OpenSearch
- Canonical
- Databases
Channel | Revision | Published | Runs on |
---|---|---|---|
2/stable | 168 | 24 Sep 2024 | |
2/candidate | 168 | 24 Sep 2024 | |
2/beta | 168 | 24 Sep 2024 | |
2/edge | 194 | 29 Nov 2024 |
juju deploy opensearch --channel 2/stable
Deploy universal operators easily with Juju, the Universal Operator Lifecycle Manager.
Platform:
How to recover from attached storage
This document describes the steps needed to reuse disks that contain data and metadata of an OpenSearch cluster.
This document’s steps can only be applied for disks under Juju management. It is not currently supported to bring external disks or volumes into Juju.
Summary
Make sure you have safely backed up your data, the steps described here may potentially cause data loss
Introduction
This document will describe the different steps needed to bring disks that have previously being used by OpenSearch, and hence still hold data and metadata of that cluster; and how to reuse these disks. These disks will be named across this document as used disks.

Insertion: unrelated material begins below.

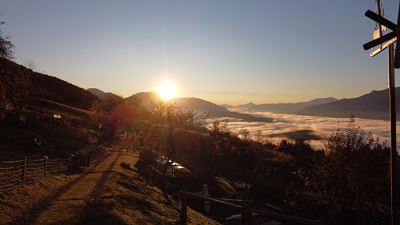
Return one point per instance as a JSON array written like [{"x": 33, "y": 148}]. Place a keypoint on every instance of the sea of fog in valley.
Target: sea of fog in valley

The document is intended for cases where a quick recovery is needed. However, it is important to understand that reusing disks may cause older data to override existing / newer data. Make sure the disks and their content are known before proceeding with any of the steps described below.
Pre-requisites
Before starting, make sure that the disks are visible within Juju. For the reminder of the document, the following deployment will be used as example:
$ juju status
Model Controller Cloud/Region Version SLA Timestamp
opensearch localhost-localhost localhost/localhost 3.5.3 unsupported 16:46:04Z
App Version Status Scale Charm Channel Rev Exposed Message
opensearch active 3 opensearch 2/edge 164 no
self-signed-certificates active 1 self-signed-certificates latest/stable 155 no
Unit Workload Agent Machine Public address Ports Message
opensearch/0* active idle 1 10.81.173.18 9200/tcp
opensearch/1 active idle 2 10.81.173.167 9200/tcp
opensearch/2 active idle 3 10.81.173.48 9200/tcp
self-signed-certificates/0* active idle 0 10.81.173.30
Machine State Address Inst id Base AZ Message
0 started 10.81.173.30 juju-e7601c-0 ubuntu@22.04 Running
1 started 10.81.173.18 juju-e7601c-1 ubuntu@22.04 Running
2 started 10.81.173.167 juju-e7601c-2 ubuntu@22.04 Running
3 started 10.81.173.48 juju-e7601c-3 ubuntu@22.04 Running
Volumes can be listed with:
$ juju storage
Unit Storage ID Type Pool Size Status Message
opensearch/0 opensearch-data/0 filesystem opensearch-pool 2.0 GiB attached
opensearch/1 opensearch-data/1 filesystem opensearch-pool 2.0 GiB attached
opensearch/2 opensearch-data/2 filesystem opensearch-pool 2.0 GiB attached
For more details, refer to Juju storage management documentation.
Re-using Disks Use-Cases
OpenSearch does have a set of APIs and mechanisms to detect the existence of previous data on a given node and how to interact with that data. Most notable mechanisms are: (i) the /_dangling
API, as described in the upstream docs; and (ii) the opensearch-node
CLI that allows operators to clean up portions of the metadata in the used disk before re-attaching to the cluster.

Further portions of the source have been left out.